Described hereinafter is another type of possible automatic vowelization, termed “casual”. Casual vowels are usually allocated to consonants at the end of a word, according to the context of this word in a sentence. For example, the word 42 of FIG. 4b, within its context, admits a vowelization of its last letter 421, by the sound “i” which corresponds to a horizontal bar 431 under this end letter.
It is recalled that there is, in the Arabic language, a plurality of possible declensions for a common noun, such as nominative (definite or indefinite), accusative (definite or indefinite), ablative (definite or indefinite), etc. To these declensions correspond end of word vowelizations with the following sounds:
| “O” = | definite nominative | |
| “OUN” = | indefinite nominative | |
| “A” = | definite accusative | |
| “AN” = | indefinite accusative | |
| “I” = | definite ablative | |
| “IN” = | indefinite ablative, etc. | |
For example, referring again to FIGS. 4b and 4c, the preposition corresponding to the word 44 is pinpointed in the succession of words featuring the word 43.

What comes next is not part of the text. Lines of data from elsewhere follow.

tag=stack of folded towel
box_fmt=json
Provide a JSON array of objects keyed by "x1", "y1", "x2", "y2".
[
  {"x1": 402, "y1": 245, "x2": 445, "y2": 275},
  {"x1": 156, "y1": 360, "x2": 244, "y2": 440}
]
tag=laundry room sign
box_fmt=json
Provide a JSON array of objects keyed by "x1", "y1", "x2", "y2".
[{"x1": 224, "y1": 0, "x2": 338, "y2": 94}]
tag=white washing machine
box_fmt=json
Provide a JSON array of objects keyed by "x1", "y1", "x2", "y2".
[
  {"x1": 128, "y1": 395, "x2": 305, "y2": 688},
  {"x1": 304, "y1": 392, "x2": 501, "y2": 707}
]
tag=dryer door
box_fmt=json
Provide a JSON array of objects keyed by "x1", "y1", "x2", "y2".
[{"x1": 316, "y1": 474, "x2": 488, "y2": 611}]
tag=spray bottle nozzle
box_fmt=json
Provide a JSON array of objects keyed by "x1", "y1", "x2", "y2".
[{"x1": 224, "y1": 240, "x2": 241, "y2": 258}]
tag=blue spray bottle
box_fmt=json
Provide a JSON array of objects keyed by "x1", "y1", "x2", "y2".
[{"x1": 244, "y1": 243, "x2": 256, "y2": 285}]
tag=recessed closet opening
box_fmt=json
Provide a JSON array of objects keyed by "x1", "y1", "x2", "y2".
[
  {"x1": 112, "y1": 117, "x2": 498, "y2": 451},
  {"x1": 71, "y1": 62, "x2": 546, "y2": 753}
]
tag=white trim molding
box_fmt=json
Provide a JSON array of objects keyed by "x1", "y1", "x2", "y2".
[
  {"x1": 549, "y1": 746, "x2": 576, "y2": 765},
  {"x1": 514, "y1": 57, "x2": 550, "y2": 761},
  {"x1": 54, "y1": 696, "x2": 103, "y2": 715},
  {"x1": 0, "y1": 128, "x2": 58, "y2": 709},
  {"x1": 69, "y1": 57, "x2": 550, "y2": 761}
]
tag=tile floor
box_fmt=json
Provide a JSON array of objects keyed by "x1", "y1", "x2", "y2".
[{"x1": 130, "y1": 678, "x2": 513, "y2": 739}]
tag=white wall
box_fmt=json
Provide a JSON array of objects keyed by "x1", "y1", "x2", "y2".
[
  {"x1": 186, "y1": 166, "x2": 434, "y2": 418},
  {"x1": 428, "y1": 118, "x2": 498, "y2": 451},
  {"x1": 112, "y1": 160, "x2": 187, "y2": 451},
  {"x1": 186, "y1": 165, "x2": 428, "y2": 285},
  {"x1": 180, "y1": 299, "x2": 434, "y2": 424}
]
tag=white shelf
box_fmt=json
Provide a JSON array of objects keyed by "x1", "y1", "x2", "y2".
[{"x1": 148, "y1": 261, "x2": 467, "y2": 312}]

This preposition 44 necessarily entails a declension in the ablative of the word 43 which follows, with automatic casual vowelization by the sound “i” of the last letter 431 of the word 43.
Thus, as before, the computer routine of the program PGM comprises instructions for comparing the current succession of words of FIG. 4b, with previously stored successions of words. As appropriate, the preposition 44 is identified, with a position which precisely precedes the word 42 to be vowelized. A routine of the program PGM then selects, as a function of this comparison, the vowelized word 43 ending with the sound “i” which corresponds to a declension in the ablative, entailed by the position of this preposition 44 with respect to the word 43. It is indicated that the casual vowelization is offered as an option by the man/machine interface of the program PGM, in a preferred embodiment.
In a general manner, it will be understood that the steps described hereinabove, in particular those with reference to FIG. 5, are implemented by the running of instructions or of computer routines of the program PGM, which is therefore intended to be installed in a memory of a machine or of a computerized device of the type represented in FIG. 2. Initially, this program, for example stored on CD-ROM, comprises the first and second memory areas D1 and D2 devised in the form of databases (with, as appropriate, the data of the grammatical labels), which may be loaded and copied into memory (for example permanent ROM type memory) of the aforesaid computerized device. It will be understood that these databases, once copied into the memory of the device, can then be enhanced, in particular by learning. In particular, the same holds in respect of said memory area Z5 in correspondence with the second memory area, which is intended to store the successions of words or of complete sentences. The database stored in the area Z5 (in a memory of the device) is thus enhanced in tandem with the use thereof.